L’ex-président du Honduras, condamné à 45 ans de prison aux États-Unis pour avoir inondé le pays de cocaïne, vient d’être libéré grâce à une grâce signée Donald Trump. Coïncidence ? Le Honduras vote dimanche et le parti de l’ex-chef d’État pourrait revenir au pouvoir. Quand la realpolitik dépasse la justice…

Imaginez la scène : un homme condamné à quarante-cinq ans de prison pour avoir facilité l’entrée de centaines de tonnes de cocaïne sur le territoire américain sort libre, presque du jour au lendemain. Pas d’appel gagné, pas de réduction de peine. Juste une signature au bas d’un document présidentiel. C’est exactement ce qui vient d’arriver à Juan Orlando Hernández, ancien président du Honduras.
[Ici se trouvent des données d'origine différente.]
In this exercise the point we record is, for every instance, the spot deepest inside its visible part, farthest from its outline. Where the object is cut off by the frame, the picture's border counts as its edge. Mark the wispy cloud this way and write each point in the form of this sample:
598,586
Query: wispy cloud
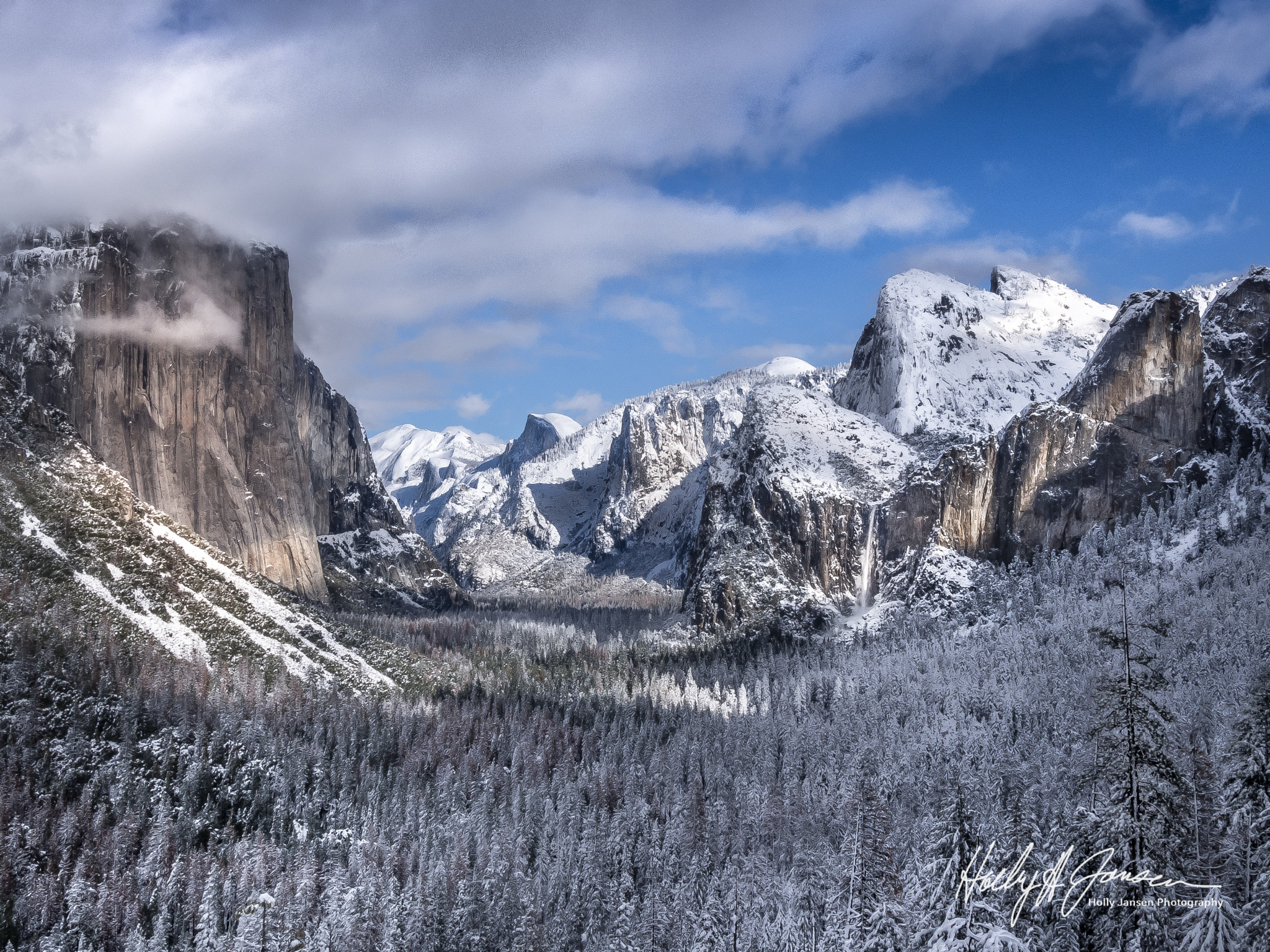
973,260
1219,68
432,157
473,405
1158,227
657,319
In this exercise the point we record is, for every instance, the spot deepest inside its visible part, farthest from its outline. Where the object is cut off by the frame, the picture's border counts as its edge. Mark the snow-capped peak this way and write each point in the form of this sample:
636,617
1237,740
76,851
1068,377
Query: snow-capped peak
1204,295
784,367
957,362
399,451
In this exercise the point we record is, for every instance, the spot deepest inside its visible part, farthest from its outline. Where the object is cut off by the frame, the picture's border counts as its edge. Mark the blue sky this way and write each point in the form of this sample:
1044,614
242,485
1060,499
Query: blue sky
497,208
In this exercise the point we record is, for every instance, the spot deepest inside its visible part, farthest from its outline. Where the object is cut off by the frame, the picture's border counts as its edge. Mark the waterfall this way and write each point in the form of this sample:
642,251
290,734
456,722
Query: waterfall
866,560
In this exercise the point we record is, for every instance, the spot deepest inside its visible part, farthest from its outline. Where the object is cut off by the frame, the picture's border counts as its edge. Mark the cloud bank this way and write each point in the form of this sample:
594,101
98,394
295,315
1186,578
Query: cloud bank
420,159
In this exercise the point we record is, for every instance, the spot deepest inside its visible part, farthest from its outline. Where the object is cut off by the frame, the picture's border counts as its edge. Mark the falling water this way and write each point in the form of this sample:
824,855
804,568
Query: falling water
866,559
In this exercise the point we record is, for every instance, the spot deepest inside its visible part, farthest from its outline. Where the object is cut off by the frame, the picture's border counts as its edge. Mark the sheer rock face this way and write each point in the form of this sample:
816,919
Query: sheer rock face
948,363
784,532
1121,432
172,353
541,432
1236,328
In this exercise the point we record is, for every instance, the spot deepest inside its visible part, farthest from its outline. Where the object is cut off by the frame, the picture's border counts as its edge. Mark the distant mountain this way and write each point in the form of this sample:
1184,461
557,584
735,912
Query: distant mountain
954,362
969,425
169,351
78,547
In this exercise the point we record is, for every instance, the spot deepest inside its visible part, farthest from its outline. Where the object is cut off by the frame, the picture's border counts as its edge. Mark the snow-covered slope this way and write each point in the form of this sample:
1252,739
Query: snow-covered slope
951,362
76,544
615,503
417,465
785,367
788,528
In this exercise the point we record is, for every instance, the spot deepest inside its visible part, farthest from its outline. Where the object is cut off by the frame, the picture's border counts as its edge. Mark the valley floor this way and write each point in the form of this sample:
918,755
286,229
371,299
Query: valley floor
572,778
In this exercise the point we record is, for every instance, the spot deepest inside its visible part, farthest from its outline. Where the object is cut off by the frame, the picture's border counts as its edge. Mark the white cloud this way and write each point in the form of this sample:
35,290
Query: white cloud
557,248
657,319
584,407
973,260
427,157
1219,68
1158,227
460,340
473,405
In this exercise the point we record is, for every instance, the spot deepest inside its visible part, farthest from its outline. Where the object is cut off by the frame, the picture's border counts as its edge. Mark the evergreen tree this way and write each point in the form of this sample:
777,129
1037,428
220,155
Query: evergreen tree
1246,810
1212,927
1143,815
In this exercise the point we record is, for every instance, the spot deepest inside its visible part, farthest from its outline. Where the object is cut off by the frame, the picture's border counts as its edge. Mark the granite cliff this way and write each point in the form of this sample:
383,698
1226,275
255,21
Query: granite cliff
171,351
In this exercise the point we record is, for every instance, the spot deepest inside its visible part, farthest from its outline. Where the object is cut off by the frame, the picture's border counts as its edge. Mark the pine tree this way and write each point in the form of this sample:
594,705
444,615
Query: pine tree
1212,927
624,937
1145,810
1246,810
886,930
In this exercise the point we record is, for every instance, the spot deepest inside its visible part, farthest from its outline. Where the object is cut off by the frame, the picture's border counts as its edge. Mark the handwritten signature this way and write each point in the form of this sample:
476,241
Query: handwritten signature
1046,884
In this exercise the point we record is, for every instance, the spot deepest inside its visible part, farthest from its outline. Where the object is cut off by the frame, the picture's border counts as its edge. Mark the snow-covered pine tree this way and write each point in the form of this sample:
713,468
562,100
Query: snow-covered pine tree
1143,814
1212,927
1246,810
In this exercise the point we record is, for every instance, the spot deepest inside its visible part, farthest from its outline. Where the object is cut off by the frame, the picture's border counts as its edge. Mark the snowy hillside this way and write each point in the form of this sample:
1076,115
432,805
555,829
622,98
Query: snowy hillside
953,362
615,503
417,465
74,539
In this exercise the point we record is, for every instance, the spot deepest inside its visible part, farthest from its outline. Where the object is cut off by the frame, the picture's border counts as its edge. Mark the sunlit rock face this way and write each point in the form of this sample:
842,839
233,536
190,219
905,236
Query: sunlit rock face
172,352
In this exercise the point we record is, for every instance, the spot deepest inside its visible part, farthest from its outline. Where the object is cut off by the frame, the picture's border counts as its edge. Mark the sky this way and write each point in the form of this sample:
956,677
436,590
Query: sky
498,207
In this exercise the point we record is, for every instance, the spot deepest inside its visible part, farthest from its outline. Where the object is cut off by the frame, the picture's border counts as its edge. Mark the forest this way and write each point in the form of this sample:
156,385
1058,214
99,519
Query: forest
587,785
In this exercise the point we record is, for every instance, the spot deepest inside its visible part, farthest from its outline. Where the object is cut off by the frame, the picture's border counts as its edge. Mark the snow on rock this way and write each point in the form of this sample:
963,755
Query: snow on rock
417,465
950,362
785,367
541,432
1204,295
785,534
615,503
1236,330
78,535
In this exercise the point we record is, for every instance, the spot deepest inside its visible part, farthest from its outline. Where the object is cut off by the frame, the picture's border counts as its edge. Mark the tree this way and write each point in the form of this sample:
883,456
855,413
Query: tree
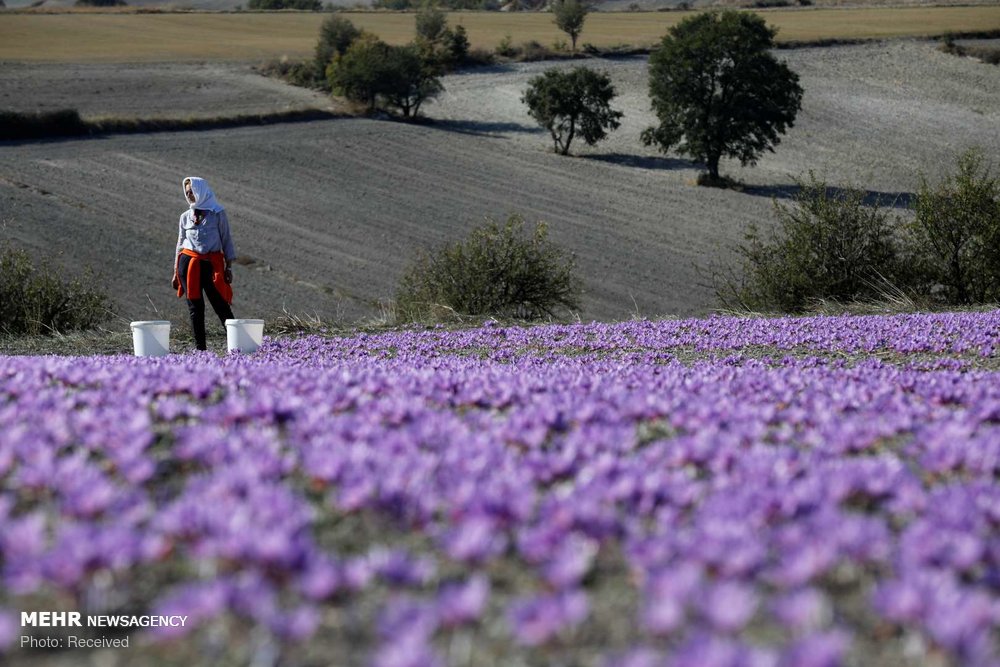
717,90
335,36
567,103
956,232
371,70
441,47
569,17
409,80
358,73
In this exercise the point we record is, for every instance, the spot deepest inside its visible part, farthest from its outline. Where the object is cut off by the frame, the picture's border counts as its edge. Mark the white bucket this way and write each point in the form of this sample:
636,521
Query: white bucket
151,338
244,335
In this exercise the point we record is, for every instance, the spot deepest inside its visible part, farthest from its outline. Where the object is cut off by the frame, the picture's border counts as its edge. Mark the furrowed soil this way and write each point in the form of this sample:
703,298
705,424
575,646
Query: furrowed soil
327,214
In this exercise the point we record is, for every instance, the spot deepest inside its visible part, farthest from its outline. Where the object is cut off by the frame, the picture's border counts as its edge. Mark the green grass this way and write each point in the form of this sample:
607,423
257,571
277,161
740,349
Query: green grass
129,36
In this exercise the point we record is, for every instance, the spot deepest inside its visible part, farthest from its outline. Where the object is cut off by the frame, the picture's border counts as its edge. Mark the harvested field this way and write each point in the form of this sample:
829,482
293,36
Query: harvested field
326,214
195,90
128,37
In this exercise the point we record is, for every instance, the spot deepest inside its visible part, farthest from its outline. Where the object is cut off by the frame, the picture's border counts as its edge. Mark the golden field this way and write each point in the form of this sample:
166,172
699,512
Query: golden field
127,36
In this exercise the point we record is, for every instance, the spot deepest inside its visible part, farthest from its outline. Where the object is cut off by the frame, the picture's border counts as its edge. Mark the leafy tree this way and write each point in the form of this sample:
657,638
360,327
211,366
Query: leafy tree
409,80
829,244
956,232
431,24
308,5
501,270
717,90
358,73
335,36
41,299
572,102
569,17
371,70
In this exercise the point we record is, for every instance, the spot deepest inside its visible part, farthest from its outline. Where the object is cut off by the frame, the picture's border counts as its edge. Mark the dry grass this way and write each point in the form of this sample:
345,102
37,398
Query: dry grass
123,36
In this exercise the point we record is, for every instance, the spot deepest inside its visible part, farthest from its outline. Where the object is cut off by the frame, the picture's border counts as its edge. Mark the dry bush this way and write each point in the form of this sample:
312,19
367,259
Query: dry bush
36,300
500,270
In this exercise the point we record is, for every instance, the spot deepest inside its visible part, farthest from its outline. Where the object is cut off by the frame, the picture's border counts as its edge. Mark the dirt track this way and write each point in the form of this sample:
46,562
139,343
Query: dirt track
329,212
171,90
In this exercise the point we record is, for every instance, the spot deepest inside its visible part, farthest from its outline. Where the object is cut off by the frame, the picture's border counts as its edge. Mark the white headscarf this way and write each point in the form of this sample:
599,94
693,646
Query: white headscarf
204,198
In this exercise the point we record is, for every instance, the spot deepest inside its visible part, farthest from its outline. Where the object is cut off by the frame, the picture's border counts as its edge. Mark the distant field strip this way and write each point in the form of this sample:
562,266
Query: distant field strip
126,37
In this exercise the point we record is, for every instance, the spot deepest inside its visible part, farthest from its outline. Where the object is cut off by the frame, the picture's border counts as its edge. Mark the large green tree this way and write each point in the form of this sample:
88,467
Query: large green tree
572,102
718,91
569,16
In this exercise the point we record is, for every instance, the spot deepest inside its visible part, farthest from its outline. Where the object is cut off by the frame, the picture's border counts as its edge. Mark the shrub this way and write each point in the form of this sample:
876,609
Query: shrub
567,103
36,300
828,245
500,270
717,90
956,233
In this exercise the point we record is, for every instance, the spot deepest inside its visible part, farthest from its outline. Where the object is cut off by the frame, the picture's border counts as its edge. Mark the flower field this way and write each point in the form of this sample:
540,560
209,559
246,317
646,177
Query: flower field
721,492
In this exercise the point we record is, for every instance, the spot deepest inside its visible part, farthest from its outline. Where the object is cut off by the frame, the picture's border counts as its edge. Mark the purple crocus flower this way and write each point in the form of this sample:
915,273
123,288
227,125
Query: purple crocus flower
460,603
536,620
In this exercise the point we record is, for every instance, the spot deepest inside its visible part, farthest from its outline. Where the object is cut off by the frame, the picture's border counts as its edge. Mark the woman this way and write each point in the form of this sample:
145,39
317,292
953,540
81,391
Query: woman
204,256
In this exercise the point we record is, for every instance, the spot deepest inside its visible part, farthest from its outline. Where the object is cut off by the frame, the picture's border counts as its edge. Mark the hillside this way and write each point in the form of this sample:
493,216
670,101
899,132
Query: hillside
326,214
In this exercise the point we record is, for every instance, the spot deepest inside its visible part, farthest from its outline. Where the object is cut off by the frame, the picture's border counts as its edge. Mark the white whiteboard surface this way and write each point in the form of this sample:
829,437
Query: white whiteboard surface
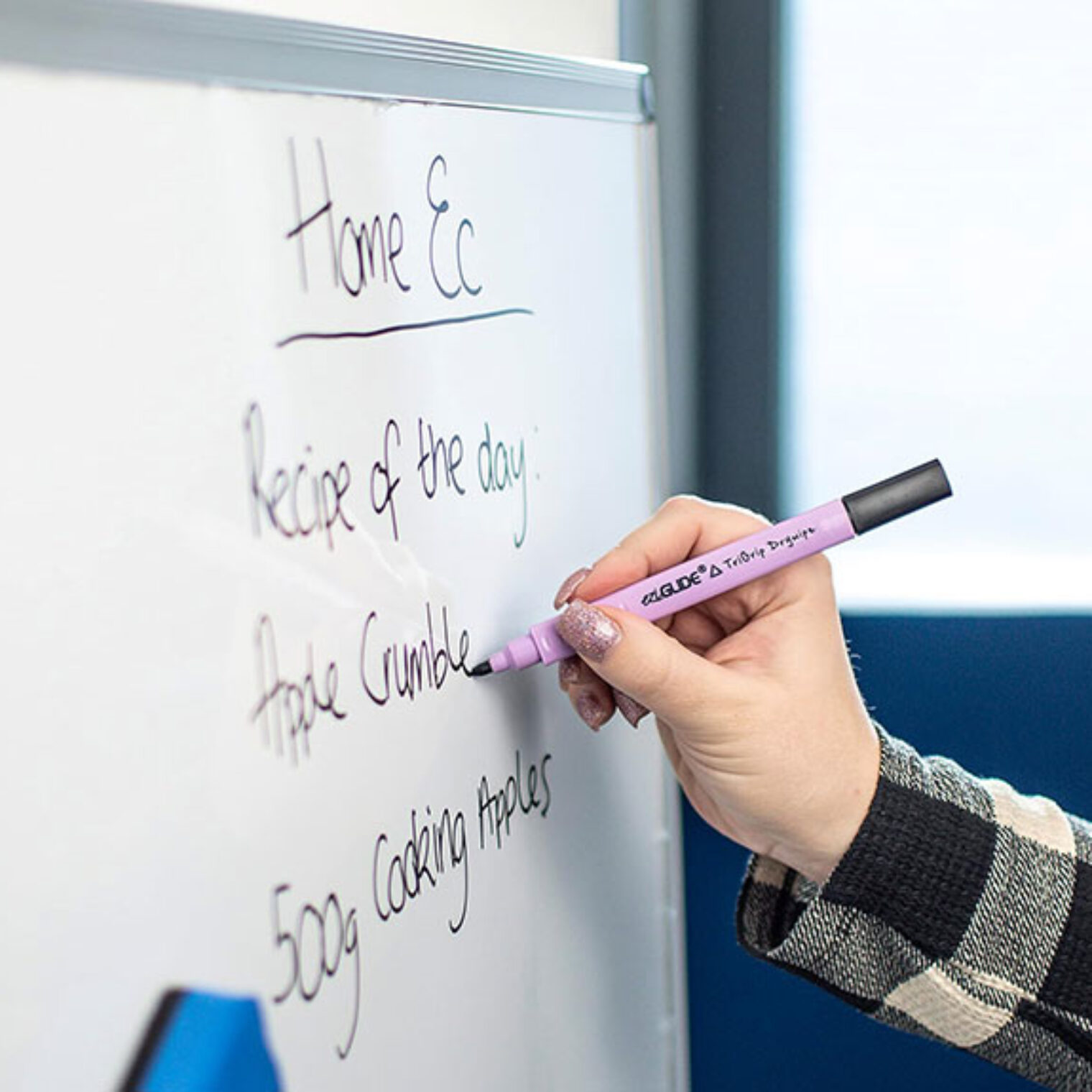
157,828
Une libération aussi soudaine que retentissante

C’est par un simple message sur les réseaux sociaux que l’épouse de l’ex-chef d’État, Ana García de Hernández, a annoncé la nouvelle. « Après presque quatre années de douleur, d’attente et d’épreuves difficiles, mon mari est à nouveau un homme libre, en vertu de la grâce présidentielle », a-t-elle écrit, la voix visiblement émue.

Le lendemain même, le site officiel du Bureau fédéral des prisons confirmait la sortie d’un détenu correspondant au nom et à l’âge de Juan Orlando Hernández, libéré d’un établissement de Virginie-Occidentale. Quatre années derrière les barreaux, et puis plus rien. Un coup de tampon, et le voilà redevenu citoyen ordinaire… ou presque.

De président à prisonnier : rappel des faits

Juan Orlando Hernández a dirigé le Honduras de 2014 à 2022 sous l’étiquette du Parti national, formation de droite. Allié historique des États-Unis dans la lutte antidrogue, il posait volontiers en rempart contre les cartels. Pourtant, en 2022, quelques semaines seulement après avoir quitté le pouvoir, il était extradé vers New York.

Le verdict new-yorkais fut sans appel : coupable d’avoir transformé son pays en pont terrestre pour la cocaïne destinée au marché américain. Les juges ont estimé qu’il avait personnellement protégé et parfois financé des convois contenant des centaines de tonnes de drogue. Peine prononcée : quarante-cinq années de réclusion.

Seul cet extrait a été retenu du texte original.